As James Harden carved his way to his 13th Playoff game with 30+ points, 2nd in Rockets history behind Moses Malone, Houston proved it was more than just a three-point threat, as a team which average 115.3 points per game throughout the regular season went to work both inside and out, torching the Oklahoma City Thunder 118-87.
Harden finished with 37 points on 13-of-28 shooting, seven boards, nine rebounds, three steals, and just two turnovers. It was a masterclass in basketball, slashing and cutting through the Thunder’s shoddy interior defence, as if he was a hot knife with a grudge against butter.
And then there’s Patrick Beverley, a man who has mostly remained under the radar this season and a player whose previous history vs the Thunder makes him must-watch entertainment.

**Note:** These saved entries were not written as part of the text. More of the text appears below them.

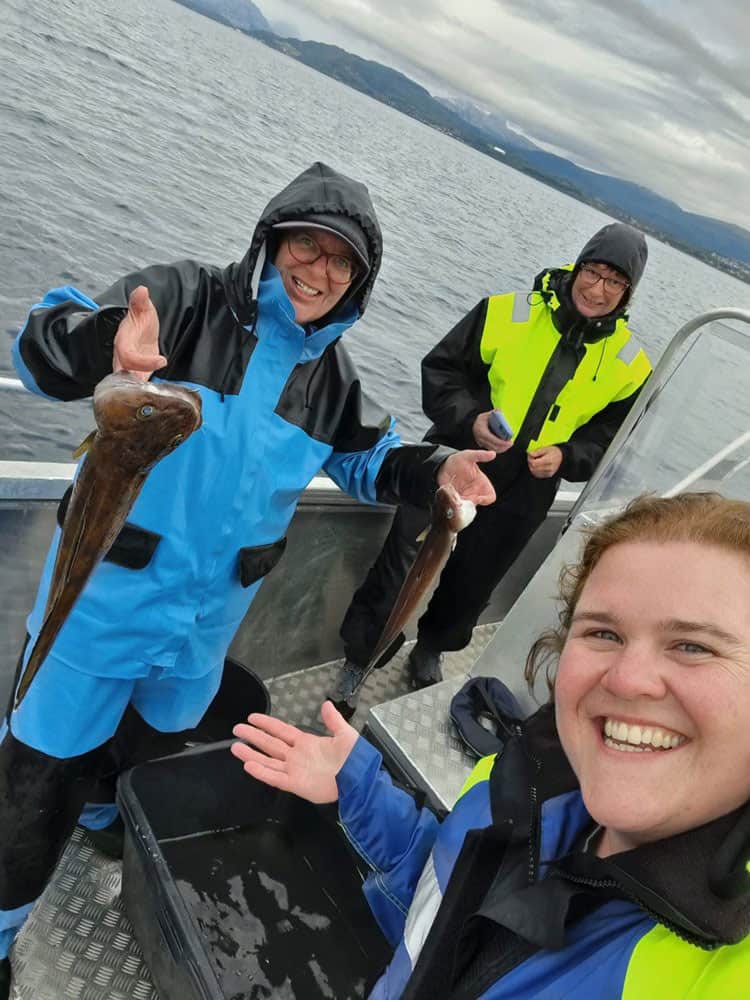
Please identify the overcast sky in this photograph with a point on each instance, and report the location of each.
(655, 91)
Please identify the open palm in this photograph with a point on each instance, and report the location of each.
(285, 757)
(136, 347)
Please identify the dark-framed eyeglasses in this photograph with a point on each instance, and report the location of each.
(590, 276)
(305, 250)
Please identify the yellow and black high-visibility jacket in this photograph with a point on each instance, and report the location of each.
(557, 377)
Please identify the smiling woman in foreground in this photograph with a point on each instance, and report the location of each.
(606, 852)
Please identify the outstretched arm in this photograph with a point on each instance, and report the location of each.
(136, 347)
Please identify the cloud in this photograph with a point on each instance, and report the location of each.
(656, 91)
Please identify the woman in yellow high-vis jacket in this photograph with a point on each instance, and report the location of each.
(561, 364)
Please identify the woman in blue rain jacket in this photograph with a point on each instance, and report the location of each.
(260, 341)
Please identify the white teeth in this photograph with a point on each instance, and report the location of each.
(621, 736)
(306, 288)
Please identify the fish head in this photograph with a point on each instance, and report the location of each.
(451, 509)
(144, 420)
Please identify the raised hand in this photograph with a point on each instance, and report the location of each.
(284, 757)
(462, 471)
(136, 346)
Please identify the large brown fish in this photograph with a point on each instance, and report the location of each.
(450, 514)
(138, 423)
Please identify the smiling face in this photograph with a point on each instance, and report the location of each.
(653, 689)
(591, 296)
(310, 290)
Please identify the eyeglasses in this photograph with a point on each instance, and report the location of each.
(339, 268)
(590, 276)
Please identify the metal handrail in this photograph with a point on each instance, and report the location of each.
(649, 393)
(12, 384)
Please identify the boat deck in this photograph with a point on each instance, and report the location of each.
(78, 943)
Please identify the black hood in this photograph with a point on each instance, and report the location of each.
(317, 191)
(620, 246)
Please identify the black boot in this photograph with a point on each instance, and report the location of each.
(4, 978)
(108, 841)
(345, 691)
(424, 666)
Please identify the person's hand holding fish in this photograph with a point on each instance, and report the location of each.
(461, 470)
(136, 347)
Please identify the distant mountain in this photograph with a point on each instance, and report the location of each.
(494, 124)
(242, 14)
(713, 241)
(717, 243)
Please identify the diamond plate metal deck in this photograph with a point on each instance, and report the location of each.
(297, 697)
(78, 943)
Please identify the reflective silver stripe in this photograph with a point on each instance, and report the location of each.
(424, 906)
(521, 308)
(628, 351)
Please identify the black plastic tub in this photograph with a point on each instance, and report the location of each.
(238, 891)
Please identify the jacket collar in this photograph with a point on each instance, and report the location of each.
(695, 883)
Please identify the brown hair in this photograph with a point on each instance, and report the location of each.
(706, 518)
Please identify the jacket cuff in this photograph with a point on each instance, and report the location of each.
(409, 474)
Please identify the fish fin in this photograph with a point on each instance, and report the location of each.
(84, 446)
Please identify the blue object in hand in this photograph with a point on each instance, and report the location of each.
(499, 425)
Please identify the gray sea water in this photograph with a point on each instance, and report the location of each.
(140, 132)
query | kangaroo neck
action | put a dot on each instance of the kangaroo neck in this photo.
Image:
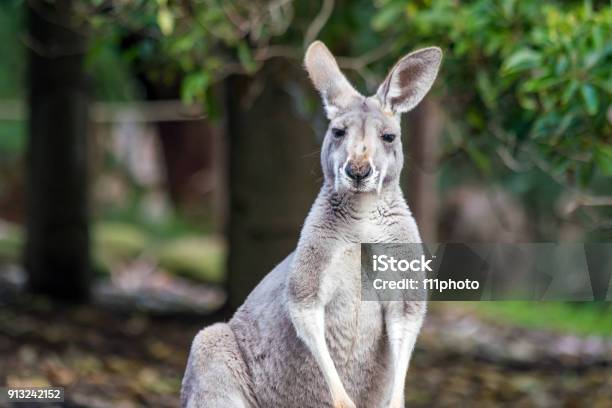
(334, 209)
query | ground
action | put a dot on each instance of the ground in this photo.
(111, 359)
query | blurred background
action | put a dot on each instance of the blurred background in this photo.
(157, 159)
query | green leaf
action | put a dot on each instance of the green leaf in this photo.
(521, 60)
(603, 158)
(590, 98)
(387, 16)
(481, 160)
(245, 57)
(165, 21)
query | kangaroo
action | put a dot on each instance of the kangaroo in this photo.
(303, 337)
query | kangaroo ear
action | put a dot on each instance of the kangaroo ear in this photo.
(335, 89)
(409, 80)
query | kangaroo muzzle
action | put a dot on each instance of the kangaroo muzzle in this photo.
(358, 170)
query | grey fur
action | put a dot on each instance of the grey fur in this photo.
(303, 337)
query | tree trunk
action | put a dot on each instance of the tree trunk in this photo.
(421, 151)
(57, 249)
(273, 172)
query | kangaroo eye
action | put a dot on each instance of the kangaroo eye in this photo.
(388, 137)
(338, 133)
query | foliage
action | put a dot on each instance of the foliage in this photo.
(529, 81)
(526, 80)
(589, 318)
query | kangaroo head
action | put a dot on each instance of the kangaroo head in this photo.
(362, 150)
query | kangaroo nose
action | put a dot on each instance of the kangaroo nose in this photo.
(358, 171)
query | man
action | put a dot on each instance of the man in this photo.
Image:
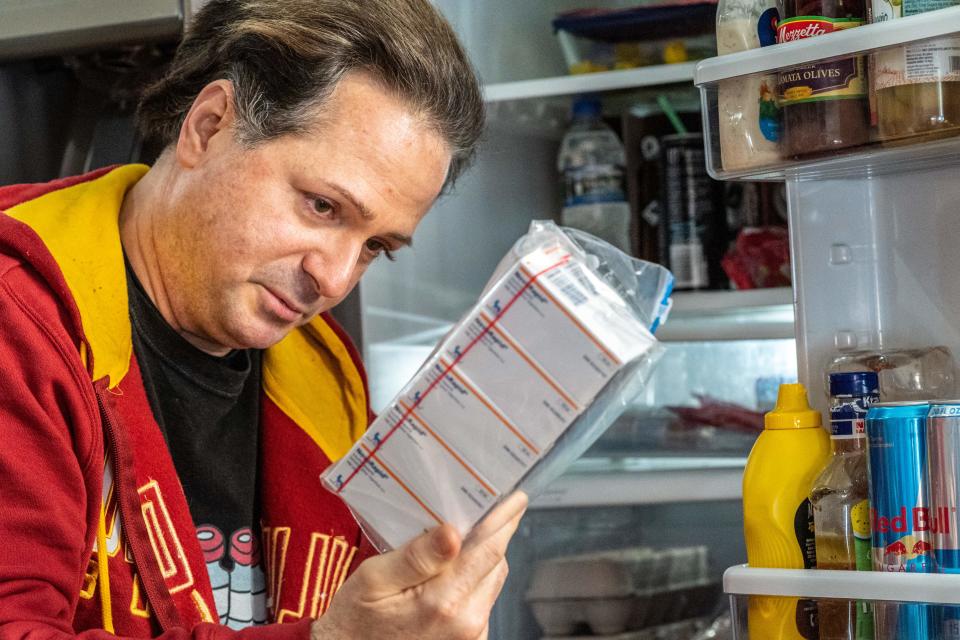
(172, 385)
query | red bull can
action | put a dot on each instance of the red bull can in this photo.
(943, 462)
(899, 512)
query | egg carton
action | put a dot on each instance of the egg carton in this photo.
(612, 615)
(617, 573)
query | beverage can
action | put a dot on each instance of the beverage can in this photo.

To put it bluntly, Beverley was the man last night. Even after he was completely KO’d by Steven Adams.
Beverley shot 8-of-13 en route to 21 points, helping the Rockets in every way – from pumping up the crowd to diving on loose balls – as the team as a whole shot almost 50 percent from the field and knocked down 10 three-pointers en route their 31-point win.
As for Russell Westbrook, well he had a disaster, giving his critics much need ammunition to fire at the possible MVP. Westbrook had 23 shots, 22 points and more turnovers than assists. It was no wonder he looked dazed and confused as he sat the final minutes of a Game 1 blowout. The Thunder were simply outmatched and outgunned, as a team which had relied so heavily on one individuals brilliance, faltered with every step.

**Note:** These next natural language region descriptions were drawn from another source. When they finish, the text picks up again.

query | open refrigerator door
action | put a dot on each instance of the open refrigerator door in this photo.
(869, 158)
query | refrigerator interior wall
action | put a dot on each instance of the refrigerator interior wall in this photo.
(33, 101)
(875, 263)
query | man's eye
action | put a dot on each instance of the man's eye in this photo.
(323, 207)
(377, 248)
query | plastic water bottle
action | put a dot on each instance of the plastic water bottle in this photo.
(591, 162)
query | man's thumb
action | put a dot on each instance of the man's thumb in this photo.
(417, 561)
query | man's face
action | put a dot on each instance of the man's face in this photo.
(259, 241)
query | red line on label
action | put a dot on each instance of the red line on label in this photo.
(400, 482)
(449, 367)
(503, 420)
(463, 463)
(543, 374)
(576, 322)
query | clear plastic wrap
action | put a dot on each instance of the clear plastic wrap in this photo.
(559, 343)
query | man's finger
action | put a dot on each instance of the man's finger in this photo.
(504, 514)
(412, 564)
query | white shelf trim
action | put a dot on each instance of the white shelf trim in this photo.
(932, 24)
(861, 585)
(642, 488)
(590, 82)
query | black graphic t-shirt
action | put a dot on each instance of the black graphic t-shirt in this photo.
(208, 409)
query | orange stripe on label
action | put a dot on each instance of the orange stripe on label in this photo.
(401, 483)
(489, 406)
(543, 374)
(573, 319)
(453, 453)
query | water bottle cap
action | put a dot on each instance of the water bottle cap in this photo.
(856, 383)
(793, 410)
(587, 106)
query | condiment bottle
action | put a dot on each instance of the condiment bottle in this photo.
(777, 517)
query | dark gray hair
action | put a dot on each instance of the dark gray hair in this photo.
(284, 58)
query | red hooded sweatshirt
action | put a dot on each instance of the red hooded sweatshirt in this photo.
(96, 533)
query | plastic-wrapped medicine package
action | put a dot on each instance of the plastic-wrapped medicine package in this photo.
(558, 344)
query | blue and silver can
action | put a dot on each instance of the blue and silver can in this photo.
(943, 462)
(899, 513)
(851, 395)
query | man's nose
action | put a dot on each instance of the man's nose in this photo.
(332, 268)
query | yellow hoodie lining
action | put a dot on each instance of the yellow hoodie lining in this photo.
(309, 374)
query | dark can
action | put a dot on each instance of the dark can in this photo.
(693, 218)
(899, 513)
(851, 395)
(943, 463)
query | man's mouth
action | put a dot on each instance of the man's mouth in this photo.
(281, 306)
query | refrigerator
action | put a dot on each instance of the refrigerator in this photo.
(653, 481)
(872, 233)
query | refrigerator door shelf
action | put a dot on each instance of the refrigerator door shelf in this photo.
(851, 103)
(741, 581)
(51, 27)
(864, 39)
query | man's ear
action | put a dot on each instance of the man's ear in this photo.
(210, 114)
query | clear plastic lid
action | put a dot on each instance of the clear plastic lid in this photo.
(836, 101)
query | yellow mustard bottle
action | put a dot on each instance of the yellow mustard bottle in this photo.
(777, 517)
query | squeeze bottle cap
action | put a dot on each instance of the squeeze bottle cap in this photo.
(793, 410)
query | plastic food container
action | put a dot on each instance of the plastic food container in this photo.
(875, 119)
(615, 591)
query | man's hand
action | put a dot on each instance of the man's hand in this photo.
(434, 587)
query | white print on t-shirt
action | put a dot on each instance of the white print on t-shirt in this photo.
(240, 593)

Enes Kanter was 3-of-7 and a turnstile on defence as the Rockets decided it would be fun to literally torture him in the pick and roll, as the Rocket’s dominated the interior, out hustling and out rebounding the best rebounding team in the league. Houston held a remarkable 31-2 lead on second chance points last night, something which should in reality be a typo – it isn’t. All of this resulting in leaving the Thunder’s number one rebounder, Steven Adams, with just five boards.
Meanwhile Nene and Clint Capela combined to shoot 14-of-17 from the field, silencing anyone who said they couldn’t possibly be a match for Oklahoma’s usually dominant forward core.
If this game showed us anything, it’s that Houston are the better team all across the court, and no matter the individual mismatches – Adams on Harden?! Lou Williams on Westbrook?! – greatness and individual ability comes to the forefront in the Playoffs. Of course, it would be stupid to draw conclusions from Game 1, in a possible 7 game series, but Oklahoma looked mentally beaten throughout large portions of last night’s game and as one of the league’s all-time great offences went to work, there was nothing the Thunder or Westbrook could do to stop it.